İyi Günde Kötü Günde (Love, Wedding, Marriage)
Yönetmen: Dermot Mulroney
Senaryo: Anouska Chydzik – Caprice Crane
Görüntü: Ottar Gudnason
Oyuncular: Mandy Moore (Ava), Kellan Lutz (Charlie), Jessica Szohr (Shelby), Jane Seymour (Anne), James Brolin (Baba), Michael Weston (Gerber), Richard Reid (Ian), Christopher Lloyd (Dr. George)
Yapım: IFC (2011)
Dermot Mulroney’nin güldürmeyen “İyi Günde Kötü Günde” romantik komedisine, “eski kurt” James Brolin’in hatırına katlanılabiliyor.
Anlamı “Aşk, Düğün, Evlilik” olan Dermot Mulroney’nin yönettiği ilk film, 2011 yapımı “Love, Wedding, Marriage – İyi Günde Kötü Günde”, romantik bir komedi.

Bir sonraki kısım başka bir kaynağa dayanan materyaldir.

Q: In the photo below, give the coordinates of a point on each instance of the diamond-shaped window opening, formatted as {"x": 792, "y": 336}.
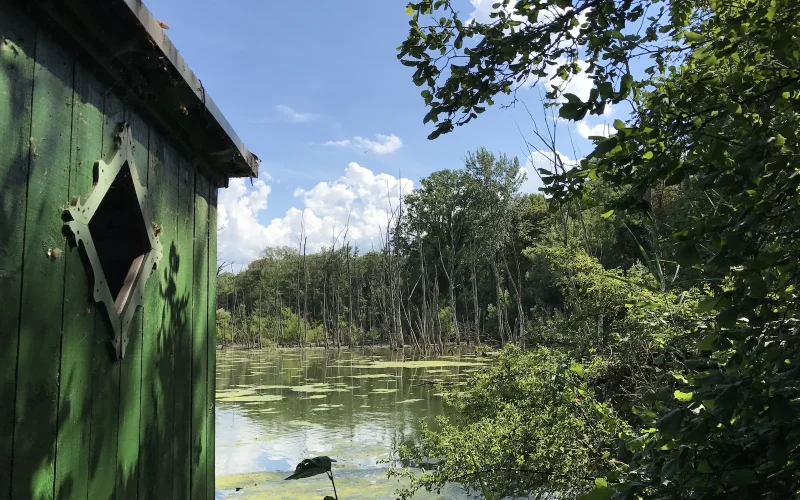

Filmin başrolünde de Amerikalı genç şarkıcı Mandy Moore var. Moore, filmlerde de oynuyor. Film, Charlie’nin Ava’ya aşk ilânıyla başlıyor. Charlie, cep telefonunun videosundan Ava’yı etkileyen kelimelerle evlenme teklifi yapıyor. Ardından, Charlie’yle Ava’nın düğünü oluyor. Elbette sonra da evlilikte olan inişler çıkışlar, sırlar, anne – babaların sorunları ortaya çıkıveriyor. Charlie, şarap bağları olan zengin bir genç. Ava, evlilik danışmanı bir psikolog. Hikâye fazla ilerlemeden sorunlar küçük küçük çıkmaya başlıyor. Önce, anne – babasınınn sorunlarıyla ilgilenmek zorunda kalıyor Ava. Annesi, babasının kendisini aldatmasını yirmi beş yıl sonra öğrenince boşanmak istiyor. Annesiyle babasını barıştırmaya yoğunlaşan Ava, kocasını ihmâl etmeye başlayınca aralarındaki romantizm de sarsılmaya başlıyor. Charlie’nin çapkın arkadaşı Gerber, ağzından Ava’nın duymaması gereken bir sırrı kaçırınca, çiçeği burnunda genç evlilerin arasında güven bunalımı da başlıyor. Bu filmin senaristleri kadın. Filmi seyrederken, herhalde kadınlar “ah şu erkekler” diyecekler. “Eskisi de, yenisi de bir” diyerek. Ava’nın babası Yahudi ve anne evi terk edince Yahudi geleneklerini hatırlıyor. Ama bu filmde sırlar çok. Ortaya bir üvey erkek kardeş Ian da çıkıveriyor. Ian, Ava’nın babasının yıllar öncesindeki bir kaçamağının ürünü. Bir de kız kardeş Shelby var. Eğlenceli ve plânsız. Erkekleri etkiliyormuş gibi gözükse de bir sevgilisi bile yok. Annesi onu Yahudi bir gençle tanıştırıyor finale doğru. Onun da sevgilisi oluyor sonunda.
New Orleans havası…
Aslında yönetmen Mulroney’nin filmi umut verici değil. Senaryo iyi yazılmamış. Espriler yerine oturmuyor ve de elbette güldüremiyor. James Brolin dışında oyuncu performansları vasatı aşamıyor. Filmde, muhteşem Christopher Lloyd’un olduğu Dr. George’un muayenehanesindeki sahnelerdeki komedi anları bile kıvamına ermemiş gibi duruyor. Filmde, doya doya New Orleans yansımıyor ama yer yer fonda duyulan caz tınıları oraların havasını hissettiriyor. Film sinemaskop çekilse de estetik anlamda da insanı doyurmuyor. Filmdeki en güzel an son jenerikti. Görüntüde çekim hataları gösterilirken fonda da Dean Martin’in sesi duyuluyordu. Elbette bu filmden hoşlananlar olacak. Esprilere gülecekler. Ama, yine de tamamına ermemiş diyoruz bu filmin. Jane Seymour ve James Brolin, James Keach’in 1998’de “A Marriage of Convenience” adlı televizyon filminde bir araya gelmişlerdi. “İyi Günde Kötü Günde” bu eski oyuncuları yeniden bir araya getirmiş oluyor işte.
(Bu yazı 22 Temmuz 2011 tarihli Taraf Gazetesi’nde yayınlanmıştır.)